Dennoch muss gefragt werden, ob nicht erst der Erste Weltkrieg sowohl die Krise des Liberalismus und der Globalisierung, als auch die Transformationsphase hin zu Nationalstaaten derart radikalisiert hat, dass dadurch alle folgenden Krisen und der Zweite Weltkrieg möglich wurden. Dies ist nicht ganz falsch, ignoriert aber die dritte Urkatastrophe des 20. Jahrhunderts, die erst nach dem Ersten Weltkrieg begann. Diese bestand darin, dass in den Pariser Vorortverträgen und anderswo versucht wurde, die Zukunft Europas auf dem Geist von 1776 und 1789 aufzubauen, also den Ideen der französischen und der amerikanischen Revolution, aber nicht auf dem Geist von 1783, also den Prinzipien des britischen Weltreichs. Statt ruhiger und gradueller reformistischer Fortentwicklung unter dem Vorzeichen einer konstitutionellen Monarchie bevorzugte man schnelle und revolutionäre Brüche hin zu Republiken.
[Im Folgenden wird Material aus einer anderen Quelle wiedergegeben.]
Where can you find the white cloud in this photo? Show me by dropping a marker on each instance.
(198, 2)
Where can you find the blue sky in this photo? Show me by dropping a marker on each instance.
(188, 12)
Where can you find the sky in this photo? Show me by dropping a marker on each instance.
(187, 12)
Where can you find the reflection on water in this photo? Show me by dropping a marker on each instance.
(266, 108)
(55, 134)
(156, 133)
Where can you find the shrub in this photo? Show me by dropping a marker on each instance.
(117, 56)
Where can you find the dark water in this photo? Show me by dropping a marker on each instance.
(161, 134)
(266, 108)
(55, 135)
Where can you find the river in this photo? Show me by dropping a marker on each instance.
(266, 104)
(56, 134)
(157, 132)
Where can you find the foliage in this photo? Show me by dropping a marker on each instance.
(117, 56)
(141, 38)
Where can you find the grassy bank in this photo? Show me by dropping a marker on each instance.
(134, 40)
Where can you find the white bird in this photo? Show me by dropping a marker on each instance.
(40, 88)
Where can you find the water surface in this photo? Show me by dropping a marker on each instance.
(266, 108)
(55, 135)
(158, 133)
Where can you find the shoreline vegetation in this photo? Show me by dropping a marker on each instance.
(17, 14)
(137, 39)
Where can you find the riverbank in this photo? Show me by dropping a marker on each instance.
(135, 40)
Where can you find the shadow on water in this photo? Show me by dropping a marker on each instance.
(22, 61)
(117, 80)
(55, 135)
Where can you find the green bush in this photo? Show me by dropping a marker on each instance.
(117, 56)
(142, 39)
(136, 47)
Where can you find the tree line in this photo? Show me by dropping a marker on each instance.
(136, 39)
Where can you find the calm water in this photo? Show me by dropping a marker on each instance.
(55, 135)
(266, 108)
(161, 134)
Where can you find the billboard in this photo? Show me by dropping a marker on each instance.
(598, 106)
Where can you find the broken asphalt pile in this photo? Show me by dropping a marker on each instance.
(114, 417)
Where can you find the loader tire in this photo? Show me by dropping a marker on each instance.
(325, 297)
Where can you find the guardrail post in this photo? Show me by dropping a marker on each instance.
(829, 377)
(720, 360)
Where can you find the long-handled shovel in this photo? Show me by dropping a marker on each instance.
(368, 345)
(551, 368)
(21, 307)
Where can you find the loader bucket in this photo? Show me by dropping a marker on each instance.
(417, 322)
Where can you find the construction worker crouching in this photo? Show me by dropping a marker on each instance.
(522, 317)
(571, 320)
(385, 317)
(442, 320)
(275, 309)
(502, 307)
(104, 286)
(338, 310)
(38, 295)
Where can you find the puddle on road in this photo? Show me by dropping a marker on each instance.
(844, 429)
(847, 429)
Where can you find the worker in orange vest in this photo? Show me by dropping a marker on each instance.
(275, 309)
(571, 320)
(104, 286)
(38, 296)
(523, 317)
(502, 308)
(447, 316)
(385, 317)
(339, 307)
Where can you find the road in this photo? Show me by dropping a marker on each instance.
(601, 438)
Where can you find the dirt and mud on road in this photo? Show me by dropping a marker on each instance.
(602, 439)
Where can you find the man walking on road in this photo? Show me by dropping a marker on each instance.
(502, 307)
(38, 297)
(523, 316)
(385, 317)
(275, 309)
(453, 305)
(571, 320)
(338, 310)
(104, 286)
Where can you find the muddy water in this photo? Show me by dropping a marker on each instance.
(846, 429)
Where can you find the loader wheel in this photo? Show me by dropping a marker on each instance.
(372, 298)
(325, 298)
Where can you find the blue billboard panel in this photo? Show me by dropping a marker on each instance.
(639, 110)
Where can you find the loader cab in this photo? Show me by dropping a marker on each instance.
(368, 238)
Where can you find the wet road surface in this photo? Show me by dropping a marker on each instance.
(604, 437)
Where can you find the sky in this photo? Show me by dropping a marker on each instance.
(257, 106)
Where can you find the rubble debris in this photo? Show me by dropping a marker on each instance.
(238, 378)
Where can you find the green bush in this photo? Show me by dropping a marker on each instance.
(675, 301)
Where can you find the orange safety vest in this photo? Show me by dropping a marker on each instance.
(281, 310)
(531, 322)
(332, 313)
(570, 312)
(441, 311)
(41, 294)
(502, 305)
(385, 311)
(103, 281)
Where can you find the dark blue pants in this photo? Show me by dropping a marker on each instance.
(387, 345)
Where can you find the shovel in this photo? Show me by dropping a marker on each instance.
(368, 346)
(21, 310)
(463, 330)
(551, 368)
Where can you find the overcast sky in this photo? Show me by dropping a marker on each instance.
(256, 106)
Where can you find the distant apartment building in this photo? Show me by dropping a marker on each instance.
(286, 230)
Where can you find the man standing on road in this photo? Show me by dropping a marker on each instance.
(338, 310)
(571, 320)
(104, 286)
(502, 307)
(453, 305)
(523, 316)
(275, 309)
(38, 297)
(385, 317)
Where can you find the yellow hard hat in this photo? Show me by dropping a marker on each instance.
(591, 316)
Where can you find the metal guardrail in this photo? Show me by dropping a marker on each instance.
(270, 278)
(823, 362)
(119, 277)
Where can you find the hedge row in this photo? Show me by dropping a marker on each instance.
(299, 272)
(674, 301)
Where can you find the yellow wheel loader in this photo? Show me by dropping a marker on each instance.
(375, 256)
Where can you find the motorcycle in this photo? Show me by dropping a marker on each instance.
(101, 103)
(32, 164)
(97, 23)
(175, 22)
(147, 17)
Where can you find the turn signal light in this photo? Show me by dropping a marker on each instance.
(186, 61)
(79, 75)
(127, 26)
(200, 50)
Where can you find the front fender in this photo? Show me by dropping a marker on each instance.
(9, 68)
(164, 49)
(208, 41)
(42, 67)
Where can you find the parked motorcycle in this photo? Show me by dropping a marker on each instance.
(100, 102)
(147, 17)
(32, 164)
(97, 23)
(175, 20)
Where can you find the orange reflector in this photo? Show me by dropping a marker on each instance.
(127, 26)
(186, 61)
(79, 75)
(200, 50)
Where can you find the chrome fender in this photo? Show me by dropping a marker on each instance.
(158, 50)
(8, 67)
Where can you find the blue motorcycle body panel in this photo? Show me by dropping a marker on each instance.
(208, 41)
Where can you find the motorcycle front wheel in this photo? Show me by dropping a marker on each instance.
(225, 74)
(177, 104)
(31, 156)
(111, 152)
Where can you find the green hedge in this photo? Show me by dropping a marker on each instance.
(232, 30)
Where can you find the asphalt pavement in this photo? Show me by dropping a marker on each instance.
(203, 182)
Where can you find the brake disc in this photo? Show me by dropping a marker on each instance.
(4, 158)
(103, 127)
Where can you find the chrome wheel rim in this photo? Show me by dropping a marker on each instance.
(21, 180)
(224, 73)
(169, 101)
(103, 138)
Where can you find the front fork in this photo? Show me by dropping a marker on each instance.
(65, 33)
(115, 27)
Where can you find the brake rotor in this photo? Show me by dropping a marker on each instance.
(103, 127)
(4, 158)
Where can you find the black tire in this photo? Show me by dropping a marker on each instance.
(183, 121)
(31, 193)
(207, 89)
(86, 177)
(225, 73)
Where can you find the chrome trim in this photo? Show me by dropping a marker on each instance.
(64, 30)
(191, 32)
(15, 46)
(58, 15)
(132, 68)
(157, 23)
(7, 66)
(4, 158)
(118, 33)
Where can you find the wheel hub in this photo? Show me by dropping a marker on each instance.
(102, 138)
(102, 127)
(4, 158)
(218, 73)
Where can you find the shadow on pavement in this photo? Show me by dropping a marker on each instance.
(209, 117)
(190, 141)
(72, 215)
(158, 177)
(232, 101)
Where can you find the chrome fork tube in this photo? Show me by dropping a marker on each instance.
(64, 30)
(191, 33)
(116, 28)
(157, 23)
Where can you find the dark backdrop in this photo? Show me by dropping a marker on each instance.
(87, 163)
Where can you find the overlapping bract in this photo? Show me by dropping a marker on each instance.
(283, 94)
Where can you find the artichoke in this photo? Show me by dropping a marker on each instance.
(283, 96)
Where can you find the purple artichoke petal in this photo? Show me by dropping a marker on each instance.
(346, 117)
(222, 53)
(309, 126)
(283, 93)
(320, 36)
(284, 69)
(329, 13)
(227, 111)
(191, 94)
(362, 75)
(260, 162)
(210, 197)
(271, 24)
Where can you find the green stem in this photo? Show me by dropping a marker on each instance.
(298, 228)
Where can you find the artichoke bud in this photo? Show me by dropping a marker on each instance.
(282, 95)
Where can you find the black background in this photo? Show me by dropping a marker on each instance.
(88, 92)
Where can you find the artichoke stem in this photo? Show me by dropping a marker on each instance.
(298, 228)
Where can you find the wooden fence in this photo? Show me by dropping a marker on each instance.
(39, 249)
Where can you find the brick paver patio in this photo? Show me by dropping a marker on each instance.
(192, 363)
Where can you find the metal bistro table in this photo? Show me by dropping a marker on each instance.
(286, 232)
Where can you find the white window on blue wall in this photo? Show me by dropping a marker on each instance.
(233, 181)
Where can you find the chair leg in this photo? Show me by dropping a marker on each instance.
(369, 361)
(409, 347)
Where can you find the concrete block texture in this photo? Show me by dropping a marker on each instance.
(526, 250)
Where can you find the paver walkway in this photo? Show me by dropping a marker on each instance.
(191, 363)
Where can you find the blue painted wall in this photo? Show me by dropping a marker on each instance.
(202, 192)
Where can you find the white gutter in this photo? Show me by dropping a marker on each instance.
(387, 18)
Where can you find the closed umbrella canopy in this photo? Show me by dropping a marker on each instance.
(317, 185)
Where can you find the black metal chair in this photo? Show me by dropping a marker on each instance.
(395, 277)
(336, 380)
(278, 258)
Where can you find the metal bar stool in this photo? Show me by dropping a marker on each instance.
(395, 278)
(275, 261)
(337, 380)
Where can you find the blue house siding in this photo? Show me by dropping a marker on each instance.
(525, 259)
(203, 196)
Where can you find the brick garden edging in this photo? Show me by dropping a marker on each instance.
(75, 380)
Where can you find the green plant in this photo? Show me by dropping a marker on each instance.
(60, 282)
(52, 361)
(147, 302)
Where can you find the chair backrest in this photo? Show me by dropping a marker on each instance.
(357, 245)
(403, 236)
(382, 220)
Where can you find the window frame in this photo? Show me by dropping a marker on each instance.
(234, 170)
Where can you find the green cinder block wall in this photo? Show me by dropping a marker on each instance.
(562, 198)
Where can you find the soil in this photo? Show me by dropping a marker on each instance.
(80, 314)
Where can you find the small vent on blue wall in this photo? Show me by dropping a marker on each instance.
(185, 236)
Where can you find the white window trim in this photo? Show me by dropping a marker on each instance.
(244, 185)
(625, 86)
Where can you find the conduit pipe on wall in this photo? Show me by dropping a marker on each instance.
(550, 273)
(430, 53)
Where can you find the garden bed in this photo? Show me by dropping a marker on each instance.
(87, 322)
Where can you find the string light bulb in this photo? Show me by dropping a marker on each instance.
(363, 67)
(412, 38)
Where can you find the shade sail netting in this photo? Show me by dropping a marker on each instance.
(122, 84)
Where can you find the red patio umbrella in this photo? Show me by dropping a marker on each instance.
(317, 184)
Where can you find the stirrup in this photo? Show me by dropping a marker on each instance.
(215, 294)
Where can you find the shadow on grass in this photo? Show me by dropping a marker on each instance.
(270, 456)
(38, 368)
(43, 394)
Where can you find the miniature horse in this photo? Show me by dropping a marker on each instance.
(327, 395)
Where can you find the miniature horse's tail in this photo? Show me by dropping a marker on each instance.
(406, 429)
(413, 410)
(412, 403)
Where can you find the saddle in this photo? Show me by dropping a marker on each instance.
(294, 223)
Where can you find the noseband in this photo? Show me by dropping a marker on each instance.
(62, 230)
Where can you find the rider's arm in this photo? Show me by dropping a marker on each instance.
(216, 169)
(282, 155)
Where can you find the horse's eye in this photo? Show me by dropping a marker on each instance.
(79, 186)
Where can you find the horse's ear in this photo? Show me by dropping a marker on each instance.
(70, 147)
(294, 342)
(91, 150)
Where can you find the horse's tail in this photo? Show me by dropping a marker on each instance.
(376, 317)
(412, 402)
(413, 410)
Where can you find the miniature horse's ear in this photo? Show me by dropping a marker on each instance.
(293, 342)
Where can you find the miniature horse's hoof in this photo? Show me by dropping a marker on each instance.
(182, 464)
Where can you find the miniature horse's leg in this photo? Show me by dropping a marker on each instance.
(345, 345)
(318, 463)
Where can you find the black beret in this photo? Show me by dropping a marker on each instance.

Der Glaube an rapide und radikale Veränderung schüttete weit mehr Öl in das durch die beiden ersten Urkatastrophen gelegte Feuer als der Erste Weltkrieg selbst. Dies war auch der Fall, weil die auf dem Geist von 1776 und 1789 beruhenden Umbrüche eifrig scheinbar rückwärtsgewandte Kräfte beseitigten, die in Wahrheit aber oftmals moderat und ausgleichend waren und auch zukunftsorientierten demokratischen Veränderungen gegenüber akzeptierend waren. Dadurch wurden die neuen politischen Gebilde anfälliger für Staatsstreiche und die Verlockungen durch linke und rechte Rattenfänger.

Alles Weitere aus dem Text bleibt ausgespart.